Oracle may see more virtualization is more or cut redundancies
Specifically, with regard to virtualization, Oracle and Sun together form a much mightier player than either could be alone. "Oracle plus Sun creates a third integrated supplier of virtualization solutions that includes the hardware, the operating system, the database and all the integration services," Burgener said. "It's a very attractive combination."
The Oracle-Sun deal also makes sense given that Oracle has been pushing customers to deploy virtualization of its applications and databases, according to Shook. "With Sun involved in virtualization at the operating systems, server and middleware levels, you have this completely integrated stack where they are working collaboratively on delivering an entire solution," Shook said. "It's actually a very exciting prospect."
The fact that Sun's virtualization products are more mature than Oracle's is good for Oracle as well, said Shannon Snowden, a consulting partner at New Age Technologies Inc., in Louisville, Ky. "That will cover the enterprise space. Then you have the Virtual Iron purchase, which gives Oracle coverage on the small and medium-sized business market because of its nice management interface and easy-to-use feature set. Then Oracle covers the full range of virtualization solutions."
Although most VARs tend to stress the synergies of the deal, there's the potential for conflict as well. Oracle's own virtualization product, OracleVM, is based on the Xen hypervisor. Sun's xVM virtualization product -- long delayed and now slated to be released in mid2009 -- is also based on the Xen hypervisor. Whether Oracle will just kill it or find some way of reconciling the two products "is not yet clear," Ulrich said. Complicating matters even more is Oracle's purchase of Virtual Iron Software, which sells yet another Xen-based hypervisor. "So you've got three Xen hypervisors -- one at Oracle and two coming in -- which makes things very interesting," he said. Ulrich's guess is that Oracle will merge the three products "and get the best of all worlds."
Oracle-Sun be damned: VMware still reigns supreme
But Rod Lucero, chief technical officer of St. Paul, Minn.-based VAR VMPowered, said the deal is not as earth shattering as some have proposed. VMware is still on top of the game, he said, and the new 800-pound gorilla in the virtualization arena is Microsoft, not Oracle. "Everyone is waiting for Hyper-V," he said. "We're hearing a lot more buzz about that than we'd ever heard about Xen. To be honest, neither Sun nor Oracle ever showed up on the radar of our enterprise customers when it came to virtualization."

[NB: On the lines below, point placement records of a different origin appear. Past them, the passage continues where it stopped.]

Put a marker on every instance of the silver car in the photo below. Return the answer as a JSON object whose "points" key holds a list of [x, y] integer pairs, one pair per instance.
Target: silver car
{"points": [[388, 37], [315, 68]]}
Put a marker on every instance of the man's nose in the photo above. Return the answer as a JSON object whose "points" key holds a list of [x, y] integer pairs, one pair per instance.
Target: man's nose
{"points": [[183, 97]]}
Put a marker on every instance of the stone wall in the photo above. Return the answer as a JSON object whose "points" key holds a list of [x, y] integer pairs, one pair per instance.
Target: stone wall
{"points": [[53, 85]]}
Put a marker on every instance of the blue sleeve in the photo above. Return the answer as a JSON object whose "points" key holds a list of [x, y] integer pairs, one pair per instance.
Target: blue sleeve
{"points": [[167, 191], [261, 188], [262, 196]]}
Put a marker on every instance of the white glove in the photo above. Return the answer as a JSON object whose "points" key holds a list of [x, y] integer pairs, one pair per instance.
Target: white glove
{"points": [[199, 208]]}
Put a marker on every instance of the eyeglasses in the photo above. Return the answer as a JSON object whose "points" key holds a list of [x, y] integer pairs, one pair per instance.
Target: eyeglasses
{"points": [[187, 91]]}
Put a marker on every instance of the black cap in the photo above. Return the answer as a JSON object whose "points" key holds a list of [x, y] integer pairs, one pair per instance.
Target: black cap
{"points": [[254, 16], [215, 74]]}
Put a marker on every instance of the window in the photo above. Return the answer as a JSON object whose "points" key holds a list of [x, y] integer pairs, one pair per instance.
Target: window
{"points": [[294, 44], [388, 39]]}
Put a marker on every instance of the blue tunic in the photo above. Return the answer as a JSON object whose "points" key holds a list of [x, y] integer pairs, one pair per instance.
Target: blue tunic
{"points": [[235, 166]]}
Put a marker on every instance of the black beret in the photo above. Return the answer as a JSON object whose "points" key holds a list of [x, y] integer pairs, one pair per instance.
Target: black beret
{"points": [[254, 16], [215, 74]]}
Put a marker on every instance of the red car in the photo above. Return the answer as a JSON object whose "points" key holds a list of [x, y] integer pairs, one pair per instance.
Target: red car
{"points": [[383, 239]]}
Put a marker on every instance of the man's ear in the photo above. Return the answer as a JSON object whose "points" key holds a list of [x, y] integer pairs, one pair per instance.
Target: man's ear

Others disagree. "This will undoubtedly impact VMware, as open source virtualization is going to have a lot more credibility for enterprises with Oracle so firmly behind it," said Ulrich. He's not recommending that customers wait to see which way Oracle will go in the virtualization arena. "I don't think there's much risk that they will change direction. This just expands their portfolio," he said. "We would have been more concerned if IBM had bought Sun, as there would have been so much overlap there."
What will be really interesting, said Shook, is what could happen if Oracle completely leverages Sun's virtualization assets with its own strengths. "It's great for Oracle to have all these products out there, but Oracle could really take things to the next level," Shook said. "You have Sun, with its virtualization skill sets around the servers and storage and operating system. Then, you've got Oracle with the application and database layer. If Oracle wanted, it could put out an integrated and scalable top-to-bottom solution set that would put them at the absolute top of mind of customers."